Pachaimalai Murugan Temple

Pachaimalai Murugan Temple is a small hillock in Gobi, the temple reachable through 180 steps or by road all the way to the temple. Lord Murugan is on the form of Dhandayuthapani holding a dhandam. In ancient times, the hill was suppose to be Emerald and thus got the name - Pachai Malai. The temple timings are 6 AM – 1 PM and 4:30 PM – 8:30 PM.


Post great dharshans at each of the temples, we reached back our hotel by 7:30 PM. He had dinner at Hotel Amuthasurabhi - some special local flavours whatever were special for the day and each of them were truly delicious.

Day-2

The plan was to start after breakfast and drive through the Sathyamangalam reserve forest ghats route - Dhimbam hairpin ends, visit Dhondenling monastery covering all the forest route through Germalam and then return towards Hasanur and stay overnight. Sathyamangalam town is 24 kms from Gobi and take around 35-40 mins. 

Bannari Amman Temple

We checked out and started from Hotel Emeraald by 8:15 AM and the first stop was Bannari Mariamman Temple, after crossing Sathyamangalam. This temple is right in the end of the roads before climbing the ghats section before the check posts. The temple hosts Goddess Shakthi in the form of Mariamman and is of immense popularity and significance locally. The temple is open from 6 AM to 12:00 PM and 4 PM to 9 PM. 




After a very peaceful dharshan of the Goddess, we started our climb towards Dhimbam - crossing the Bannari checkpost. The check post allows heavy vehicular movements from 6 AM to 6 PM; and LCVs from 6 AM to 9 PM. The non passenger vehicles have a toll to pay; whereas cars can get a zero toll ticket and move on.



Safari at Sathyamangalam Tiger Reserve

When we planned for the trip, the aspiration was to do safaris here. With some research and information gathering, we understood there are no safaris in this tiger reserve. Later when I met few locals and forest guard, they told that the animal density is too high and hence safaris are forbidden in this reserve forest. So, the options to site wild life is while you go the ghat sections, by chance, sighting. We are not allowed to stop anywhere in between - most importantly, the roads are narrow and is difficult to park anywhere by the sides of the roads - almost impossible.

Knowing about the area

There are few small villages in the overall ghat sections in Sathyamangalam zone and couple of them have few resorts to stay. Well known villages in this area are Dhimbam, Hasanur, Talamalai,  Mavallam and Germalam. All these villages are inside the forest zone - meaning within the checkposts. Once you clear the Bannari checkpost, and one wants stay in any of these villages, we will not get out the other side. 

From Bannari - one has to drive through challenging hair pin bends - 27 of them.
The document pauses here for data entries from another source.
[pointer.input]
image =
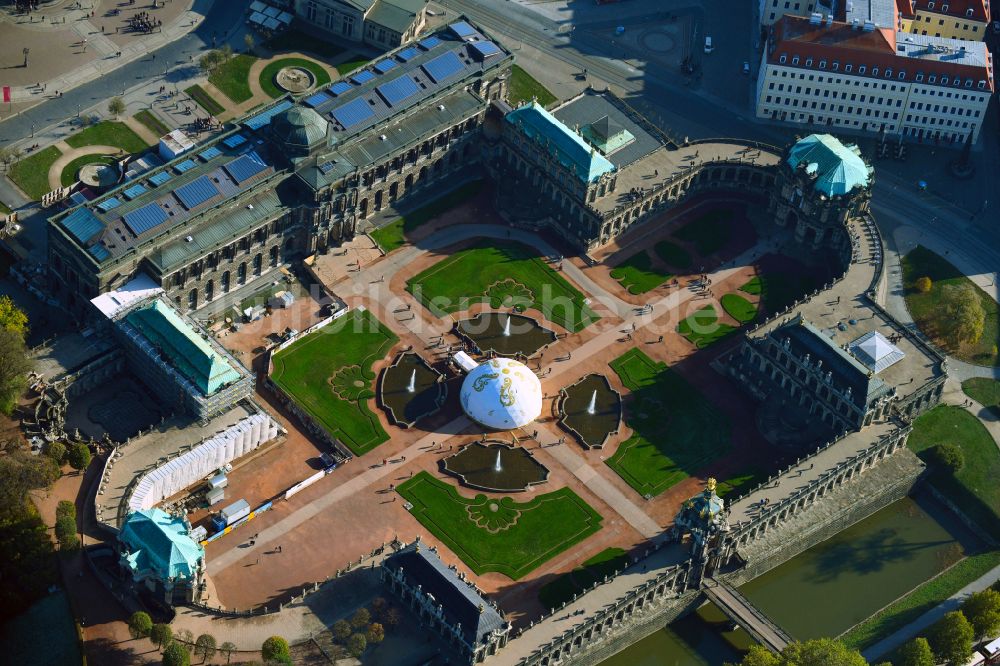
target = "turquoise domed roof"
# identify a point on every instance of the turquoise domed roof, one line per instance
(838, 169)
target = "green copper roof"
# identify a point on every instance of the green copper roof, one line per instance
(160, 542)
(838, 168)
(568, 146)
(192, 356)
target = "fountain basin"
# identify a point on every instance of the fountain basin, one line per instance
(505, 334)
(594, 391)
(405, 406)
(475, 466)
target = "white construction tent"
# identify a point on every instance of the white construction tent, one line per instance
(202, 461)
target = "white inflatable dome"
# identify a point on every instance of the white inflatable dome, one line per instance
(502, 394)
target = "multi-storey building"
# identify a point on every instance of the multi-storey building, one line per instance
(860, 77)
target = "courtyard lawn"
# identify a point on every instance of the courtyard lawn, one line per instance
(69, 174)
(738, 308)
(702, 327)
(523, 87)
(467, 276)
(154, 124)
(32, 173)
(561, 590)
(974, 489)
(204, 100)
(500, 535)
(984, 391)
(109, 133)
(708, 233)
(676, 431)
(926, 308)
(393, 235)
(267, 74)
(637, 275)
(328, 374)
(232, 77)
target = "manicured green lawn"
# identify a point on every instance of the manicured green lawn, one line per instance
(975, 488)
(155, 125)
(984, 391)
(268, 73)
(702, 327)
(109, 133)
(672, 254)
(738, 308)
(455, 283)
(393, 235)
(32, 173)
(920, 600)
(523, 87)
(328, 373)
(926, 308)
(676, 430)
(69, 174)
(500, 535)
(709, 233)
(231, 77)
(561, 590)
(204, 100)
(637, 274)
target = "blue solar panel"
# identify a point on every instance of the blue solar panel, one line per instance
(317, 99)
(245, 167)
(398, 90)
(143, 219)
(197, 192)
(210, 153)
(160, 178)
(444, 66)
(407, 54)
(352, 113)
(429, 43)
(340, 87)
(234, 140)
(108, 204)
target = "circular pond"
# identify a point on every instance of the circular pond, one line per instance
(591, 410)
(495, 467)
(505, 334)
(410, 389)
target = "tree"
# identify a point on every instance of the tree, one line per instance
(375, 633)
(276, 649)
(356, 645)
(204, 645)
(951, 639)
(963, 314)
(982, 609)
(176, 654)
(79, 456)
(161, 635)
(139, 624)
(916, 653)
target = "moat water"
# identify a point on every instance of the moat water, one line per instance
(824, 591)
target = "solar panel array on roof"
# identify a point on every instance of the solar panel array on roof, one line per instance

The challenge is not just the steep hairpin bends but the heavy drivers on the trucks who enjoy their daily rides and make it challenging for non-regular drivers on the segment.

The first village after completing all the 27 hair pin bends is Dhimbam - a tiny village. There are 2 directions from  Dhimbam that takes one to Karnataka - one towards Chamaraj Nagar and the other to Kollegal.





Route towards Kollegal

The villages of Talamalai, Mavallam (a diversion on this route) and Germalam followed by the Tibetan Settlement at Dhondenling are on the route to Kollegal - a very narrow road but, well laid through the thick forests. We took this route first after climbing to visit the Dzogchen Monastery at Dhondenling and also try our luck to sight any wildlife.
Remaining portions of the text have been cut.